Perhaps we should look at the facts…
– In the last 20 years, the world population has increased by 30%.
– One third of all food produced for human consumption is wasted before it’s eaten.
– A herd of cattle consumes 8 times more energy than they produce in meat.
– Half of Britain’s ancient woodlands have been lost to new roads, electricity pylons, housing and airport expansion in the last 80 years.
It doesn’t take much to realise how wasteful and destructive we are in our food and building industries. Yet we blame rodents, insects and other small mammals for eating our food, simply trying to survive in a rapidly changing environment.
Why is it that we believe our lives are worth more than others? I don’t just mean in a dog-eat-dog, Hunger Games kind of way; we travel through our comfortable lives, carelessly wasting and consuming everything in our path, and choosing to ignore the consequences of our actions. How many people bother to read about harmful microbeads in their cosmetics, or remember to bring shopping bags to the supermarket?

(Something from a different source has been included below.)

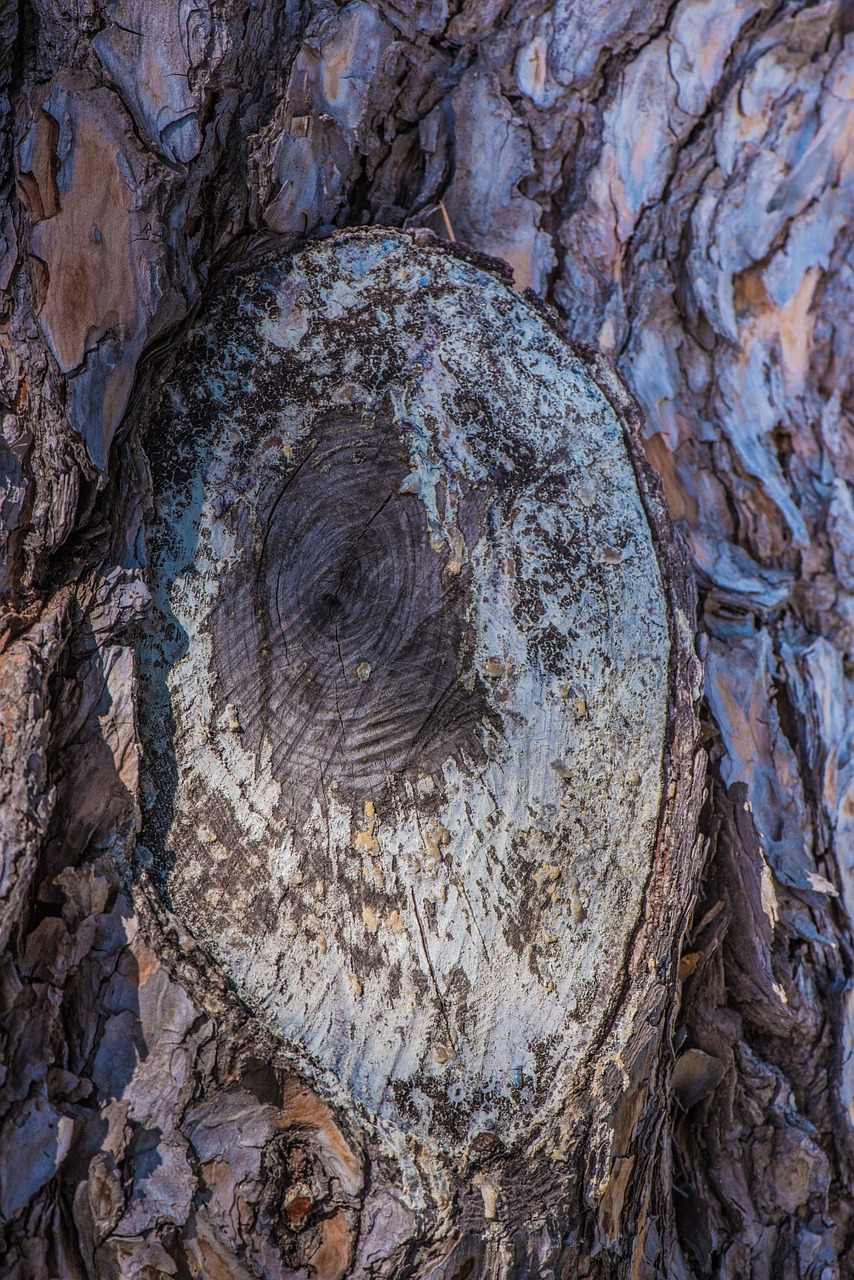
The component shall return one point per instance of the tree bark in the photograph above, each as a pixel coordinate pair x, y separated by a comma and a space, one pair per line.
675, 182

Why is it that we treat certain species with such disdain, simply because they’ve managed to survive the destruction we’ve unleashed upon nature? My favourite example is the humble pigeon. Pigeon plumage is beautiful; with the pink and green sheen of their feathers and the smooth grey roundness of their bodies, I believe we would value them more if they were a rare species. Yet because they are common and enduring, we cast them aside. While I personally think it’s a good idea to discourage people from feeding them in central London, to seek to destroy them is another matter.

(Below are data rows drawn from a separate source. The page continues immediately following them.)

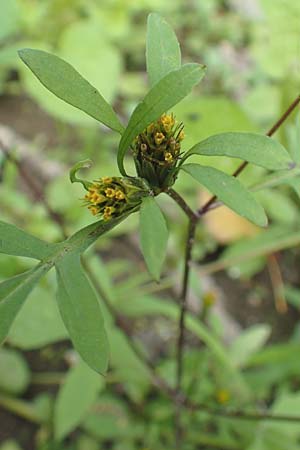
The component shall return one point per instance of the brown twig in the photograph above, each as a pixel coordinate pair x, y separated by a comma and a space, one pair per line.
181, 331
208, 205
176, 395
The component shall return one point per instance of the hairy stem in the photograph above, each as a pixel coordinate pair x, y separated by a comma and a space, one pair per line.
208, 205
181, 325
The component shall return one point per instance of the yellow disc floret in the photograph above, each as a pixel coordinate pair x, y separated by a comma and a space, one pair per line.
111, 197
168, 157
159, 138
168, 122
108, 211
119, 195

We have a family of grey squirrels living by our bins at work at the moment; the management have decided they are causing too much damage, and are trapping and killing them one by one. It’s all very legal and above board, but I wonder how easy it would have been to simply strengthen the bins? I always find it fascinating how horrified we are when somebody is murdered, yet we find it so easy to snuff out the lives of other creatures, simply trying to survive and feed their young.
I’ve always thought it sadly amusing how blindly we label creatures as ‘pests’, when humanity tramples through life consuming and exploiting everything in its path. I’ll finish this angry little post with a quote:
I have been studying the traits and dispositions of the “lower animals” (so called) and contrasting them with the traits and dispositions of man. I find the result humiliating to me.